Mia returns to the Minnesota town where she grew up to recuperate. She rents a house for the summer allowing her to spend time with her mother and her mother’s widowed friends in their retirement home. She teaches a poetry class to a group of pubescent girls whom she nicknames ‘the Coven’ and she befriends her neighbour, Lola, a young mother of two with a rather ineffectual husband.
One of the things I especially liked about this book is its portrayal of the generational stages of womanhood.

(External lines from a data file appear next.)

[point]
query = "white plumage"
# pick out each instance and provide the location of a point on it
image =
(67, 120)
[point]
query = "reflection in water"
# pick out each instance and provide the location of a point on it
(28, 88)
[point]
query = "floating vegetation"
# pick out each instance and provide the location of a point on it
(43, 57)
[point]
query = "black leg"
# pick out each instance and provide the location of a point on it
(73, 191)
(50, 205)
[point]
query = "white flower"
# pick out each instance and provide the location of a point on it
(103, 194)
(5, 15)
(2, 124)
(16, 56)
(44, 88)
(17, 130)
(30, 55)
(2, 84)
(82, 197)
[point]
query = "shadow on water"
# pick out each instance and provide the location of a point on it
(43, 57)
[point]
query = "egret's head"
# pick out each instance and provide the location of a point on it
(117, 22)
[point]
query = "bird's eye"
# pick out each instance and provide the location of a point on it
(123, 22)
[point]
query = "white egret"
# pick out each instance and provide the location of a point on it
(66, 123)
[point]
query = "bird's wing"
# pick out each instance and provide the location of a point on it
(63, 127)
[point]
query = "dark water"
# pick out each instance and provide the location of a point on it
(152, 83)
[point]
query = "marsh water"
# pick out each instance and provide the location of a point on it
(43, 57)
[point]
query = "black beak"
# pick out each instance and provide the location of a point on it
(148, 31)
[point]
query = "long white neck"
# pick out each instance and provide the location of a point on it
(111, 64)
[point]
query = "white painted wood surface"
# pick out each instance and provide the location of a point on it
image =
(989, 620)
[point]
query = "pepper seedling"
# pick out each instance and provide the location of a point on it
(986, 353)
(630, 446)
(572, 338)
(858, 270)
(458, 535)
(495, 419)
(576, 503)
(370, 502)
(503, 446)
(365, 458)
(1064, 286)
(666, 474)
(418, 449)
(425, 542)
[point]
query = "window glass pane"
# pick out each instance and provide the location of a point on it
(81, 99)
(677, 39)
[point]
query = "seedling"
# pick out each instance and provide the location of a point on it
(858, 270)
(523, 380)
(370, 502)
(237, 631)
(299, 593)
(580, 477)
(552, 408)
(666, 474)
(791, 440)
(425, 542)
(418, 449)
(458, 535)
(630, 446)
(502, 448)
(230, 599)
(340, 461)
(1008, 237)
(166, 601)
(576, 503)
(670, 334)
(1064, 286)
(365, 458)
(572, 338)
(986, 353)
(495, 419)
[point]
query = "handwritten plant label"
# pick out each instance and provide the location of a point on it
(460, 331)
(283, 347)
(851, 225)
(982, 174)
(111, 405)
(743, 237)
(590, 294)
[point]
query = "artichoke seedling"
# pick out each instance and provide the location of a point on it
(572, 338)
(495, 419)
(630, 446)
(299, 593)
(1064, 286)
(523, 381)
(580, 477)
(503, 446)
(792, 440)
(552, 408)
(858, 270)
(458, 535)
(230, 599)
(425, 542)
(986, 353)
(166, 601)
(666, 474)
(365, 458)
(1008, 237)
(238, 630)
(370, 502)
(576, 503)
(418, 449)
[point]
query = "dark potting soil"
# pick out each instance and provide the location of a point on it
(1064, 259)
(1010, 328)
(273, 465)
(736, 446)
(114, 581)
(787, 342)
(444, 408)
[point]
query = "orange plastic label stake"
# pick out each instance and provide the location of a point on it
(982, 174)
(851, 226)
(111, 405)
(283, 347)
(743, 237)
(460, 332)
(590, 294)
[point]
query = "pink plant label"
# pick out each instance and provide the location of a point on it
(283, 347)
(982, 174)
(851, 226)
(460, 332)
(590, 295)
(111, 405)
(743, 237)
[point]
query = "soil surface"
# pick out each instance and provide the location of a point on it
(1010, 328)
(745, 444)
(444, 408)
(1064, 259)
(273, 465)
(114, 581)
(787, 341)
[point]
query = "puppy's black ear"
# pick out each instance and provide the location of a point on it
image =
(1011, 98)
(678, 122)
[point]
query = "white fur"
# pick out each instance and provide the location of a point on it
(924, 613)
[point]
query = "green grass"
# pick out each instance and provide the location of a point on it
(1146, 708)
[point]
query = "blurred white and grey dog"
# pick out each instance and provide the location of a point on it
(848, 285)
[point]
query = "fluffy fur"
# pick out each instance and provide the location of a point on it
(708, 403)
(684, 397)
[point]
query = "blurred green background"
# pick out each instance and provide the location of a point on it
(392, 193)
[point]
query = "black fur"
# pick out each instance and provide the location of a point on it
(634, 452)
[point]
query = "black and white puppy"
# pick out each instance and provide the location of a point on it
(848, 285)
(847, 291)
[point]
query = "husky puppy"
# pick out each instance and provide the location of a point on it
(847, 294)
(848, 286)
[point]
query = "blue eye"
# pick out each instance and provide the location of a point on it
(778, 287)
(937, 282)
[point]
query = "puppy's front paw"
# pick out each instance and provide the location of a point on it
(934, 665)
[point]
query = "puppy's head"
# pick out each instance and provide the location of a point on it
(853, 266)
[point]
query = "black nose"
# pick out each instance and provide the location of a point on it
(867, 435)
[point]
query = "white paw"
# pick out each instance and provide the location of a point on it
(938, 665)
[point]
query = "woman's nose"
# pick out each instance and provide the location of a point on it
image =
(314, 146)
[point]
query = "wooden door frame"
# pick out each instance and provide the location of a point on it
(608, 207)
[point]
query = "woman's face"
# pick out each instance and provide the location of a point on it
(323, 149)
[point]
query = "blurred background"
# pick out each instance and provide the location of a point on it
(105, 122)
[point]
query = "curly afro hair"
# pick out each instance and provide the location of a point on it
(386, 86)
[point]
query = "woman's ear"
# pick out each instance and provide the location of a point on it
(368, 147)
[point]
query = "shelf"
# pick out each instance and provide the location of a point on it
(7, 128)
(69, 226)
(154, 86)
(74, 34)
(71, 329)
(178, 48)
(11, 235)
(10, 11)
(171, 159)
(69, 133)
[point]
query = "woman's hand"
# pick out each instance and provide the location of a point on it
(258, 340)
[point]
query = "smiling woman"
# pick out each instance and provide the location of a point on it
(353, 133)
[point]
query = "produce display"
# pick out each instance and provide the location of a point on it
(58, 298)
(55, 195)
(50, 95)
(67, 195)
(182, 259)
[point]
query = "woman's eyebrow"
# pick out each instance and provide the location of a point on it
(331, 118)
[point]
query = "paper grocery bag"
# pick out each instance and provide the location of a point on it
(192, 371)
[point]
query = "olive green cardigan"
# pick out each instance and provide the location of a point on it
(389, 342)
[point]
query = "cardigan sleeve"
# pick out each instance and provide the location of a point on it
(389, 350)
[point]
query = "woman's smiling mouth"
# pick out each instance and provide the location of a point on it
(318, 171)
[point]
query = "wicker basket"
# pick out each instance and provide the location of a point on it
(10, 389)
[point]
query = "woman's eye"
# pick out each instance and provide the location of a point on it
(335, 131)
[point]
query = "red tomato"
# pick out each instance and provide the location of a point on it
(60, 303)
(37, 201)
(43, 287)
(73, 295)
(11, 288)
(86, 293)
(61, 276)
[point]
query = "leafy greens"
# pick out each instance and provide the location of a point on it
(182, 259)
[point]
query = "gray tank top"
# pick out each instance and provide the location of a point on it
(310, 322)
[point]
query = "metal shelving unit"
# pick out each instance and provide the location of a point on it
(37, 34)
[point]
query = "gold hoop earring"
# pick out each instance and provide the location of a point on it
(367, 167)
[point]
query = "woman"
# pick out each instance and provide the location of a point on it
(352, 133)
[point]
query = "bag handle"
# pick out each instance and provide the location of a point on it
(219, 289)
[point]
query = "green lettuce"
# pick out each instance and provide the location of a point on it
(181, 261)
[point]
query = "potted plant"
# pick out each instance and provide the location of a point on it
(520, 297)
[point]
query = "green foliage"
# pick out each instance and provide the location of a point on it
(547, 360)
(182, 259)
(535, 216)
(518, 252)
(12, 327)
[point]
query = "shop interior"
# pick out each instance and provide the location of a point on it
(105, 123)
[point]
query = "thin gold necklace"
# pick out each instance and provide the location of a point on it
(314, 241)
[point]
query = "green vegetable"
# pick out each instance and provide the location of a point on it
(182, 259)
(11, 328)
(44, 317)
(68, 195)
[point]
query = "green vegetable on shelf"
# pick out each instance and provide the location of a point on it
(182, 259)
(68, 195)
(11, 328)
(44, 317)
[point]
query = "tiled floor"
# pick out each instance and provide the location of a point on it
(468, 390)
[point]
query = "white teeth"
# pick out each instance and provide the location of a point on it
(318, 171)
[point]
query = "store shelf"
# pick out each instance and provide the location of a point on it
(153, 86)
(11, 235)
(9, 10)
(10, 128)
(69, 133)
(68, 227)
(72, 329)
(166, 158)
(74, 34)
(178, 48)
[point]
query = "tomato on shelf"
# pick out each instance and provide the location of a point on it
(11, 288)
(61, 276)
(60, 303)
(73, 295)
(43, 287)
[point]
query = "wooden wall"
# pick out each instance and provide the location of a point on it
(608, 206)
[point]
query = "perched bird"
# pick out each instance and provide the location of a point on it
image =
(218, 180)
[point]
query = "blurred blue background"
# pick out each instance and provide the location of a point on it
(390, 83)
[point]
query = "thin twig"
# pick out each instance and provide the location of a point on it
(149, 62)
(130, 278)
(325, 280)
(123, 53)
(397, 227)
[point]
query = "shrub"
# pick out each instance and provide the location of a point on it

Her time in Minnesota and the women she meets allow Mia to re-examine her own life: the old ladies facing the inevitable with stoicism and humour; the dichotomies of teenage girls’ behaviour - awkwardness/self-confidence, bitchiness/loyalty - that she urges them to express through their (sometimes pretty bad) poetry; and her observation of Lola and the loneliness and wonderfulness of new-motherhood. Mia reflects on Lola especially as she remembers her own daughter’s babyhood - that daughter who is now stuck between parents who can’t even talk to each other.
Siri Hustvedt is clever and erudite so she can’t help chucking in her knowledge of poetry and the classics but she’s also very astute and the book is laced with Mia’s acerbic humour. If your group is looking for something that will provoke debate then there’s plenty here to discuss!